Page:Mémoires de la comtesse de Boigne Tome IV 1922.djvu/270

Cette page a été validée par deux contributeurs.
265
MORT DE MONSIEUR DE TALLEYRAND

L’humeur que monsieur de Talleyrand avait rapportée de chez lord Palmerston fut soigneusement entretenue par elle. Plusieurs circonstances militaient à lui faire désirer de quitter Londres. Je me plais à citer d’abord la plus honorable.

Elle craignait que l’irritation que monsieur de Talleyrand rencontrerait dorénavant dans les affaires, jointe à l’affaiblissement inévitable des facultés à son âge, ne le fît se fourvover et s’amoindrir.

Le climat de l’Angleterre était déclaré pernicieux à une personne dont la société lui était agréable et chère.

Elle s’était jetée dans des relations ultra-tories, et malgré ses prévisions, le ministère whig restait au pouvoir, circonstance, pour le dire en passant, qui expliquait la désobligeance de lord Palmerston.

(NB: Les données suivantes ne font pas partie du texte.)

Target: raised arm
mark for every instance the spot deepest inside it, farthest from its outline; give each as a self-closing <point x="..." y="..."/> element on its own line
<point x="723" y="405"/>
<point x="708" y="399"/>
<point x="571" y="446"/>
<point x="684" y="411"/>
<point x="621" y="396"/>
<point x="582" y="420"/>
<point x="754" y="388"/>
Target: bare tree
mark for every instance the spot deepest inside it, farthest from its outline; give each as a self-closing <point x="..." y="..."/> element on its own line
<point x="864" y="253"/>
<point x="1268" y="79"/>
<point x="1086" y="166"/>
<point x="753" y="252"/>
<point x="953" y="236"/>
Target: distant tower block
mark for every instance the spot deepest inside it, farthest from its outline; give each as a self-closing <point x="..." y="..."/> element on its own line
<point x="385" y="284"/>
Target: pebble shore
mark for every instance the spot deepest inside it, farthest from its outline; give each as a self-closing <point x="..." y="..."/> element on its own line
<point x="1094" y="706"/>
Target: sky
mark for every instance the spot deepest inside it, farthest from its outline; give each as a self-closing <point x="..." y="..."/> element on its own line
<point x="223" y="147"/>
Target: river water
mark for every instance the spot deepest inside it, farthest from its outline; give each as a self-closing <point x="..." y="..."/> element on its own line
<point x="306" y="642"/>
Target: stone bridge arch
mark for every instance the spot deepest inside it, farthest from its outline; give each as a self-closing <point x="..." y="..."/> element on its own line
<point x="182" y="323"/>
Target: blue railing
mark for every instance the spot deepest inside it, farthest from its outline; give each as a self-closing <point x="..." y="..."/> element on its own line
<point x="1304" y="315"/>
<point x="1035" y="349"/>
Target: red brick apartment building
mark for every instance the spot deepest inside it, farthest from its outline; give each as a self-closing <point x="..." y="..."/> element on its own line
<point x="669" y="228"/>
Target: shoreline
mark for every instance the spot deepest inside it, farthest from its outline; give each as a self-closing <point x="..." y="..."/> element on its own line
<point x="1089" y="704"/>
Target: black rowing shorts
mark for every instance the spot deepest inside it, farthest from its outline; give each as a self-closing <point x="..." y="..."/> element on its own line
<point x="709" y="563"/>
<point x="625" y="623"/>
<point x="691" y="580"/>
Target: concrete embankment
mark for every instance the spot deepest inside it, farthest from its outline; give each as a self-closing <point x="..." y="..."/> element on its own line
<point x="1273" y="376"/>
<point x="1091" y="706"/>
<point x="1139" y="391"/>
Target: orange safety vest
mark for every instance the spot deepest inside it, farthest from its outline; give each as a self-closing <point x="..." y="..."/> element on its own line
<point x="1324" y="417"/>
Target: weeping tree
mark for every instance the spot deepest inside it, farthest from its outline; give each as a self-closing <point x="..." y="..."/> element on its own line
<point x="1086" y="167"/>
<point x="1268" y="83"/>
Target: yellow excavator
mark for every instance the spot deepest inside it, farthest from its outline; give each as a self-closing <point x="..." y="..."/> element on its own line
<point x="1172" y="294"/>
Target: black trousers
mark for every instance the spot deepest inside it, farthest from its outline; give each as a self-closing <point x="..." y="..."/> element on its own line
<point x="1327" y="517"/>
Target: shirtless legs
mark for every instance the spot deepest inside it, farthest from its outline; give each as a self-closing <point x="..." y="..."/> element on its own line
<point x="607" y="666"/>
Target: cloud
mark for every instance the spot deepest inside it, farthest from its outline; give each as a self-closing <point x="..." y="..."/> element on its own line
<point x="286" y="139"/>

Elle ne se trouvait pas assez riche pour fixer son avenir en Angleterre, et il lui convenait d’utiliser les dernières années de monsieur de Talleyrand à se fonder en France une situation indépendante, mais sur laquelle pût rejaillir une partie du lustre de la grande existence européenne de monsieur de Talleyrand. Peut-être aussi, commençait-elle à s’ennuyer à Londres. Cependant, je ne le crois pas. L’état d’ambassadrice lui convient parfaitement. Avec prodigieusement d’esprit, on pourrait aller jusqu’à dire de talent si cette expression s’appliquait à une femme, madame de Dino s’accommode merveilleusement de la vie de représentation.

Lorsque, après avoir mis beaucoup de diamants, elle s’est assise, une ou deux heures, sur une première banquette, dans un lieu brillant de bougies, avec quelques altesses au même rang, elle trouve sa soirée très bien employée.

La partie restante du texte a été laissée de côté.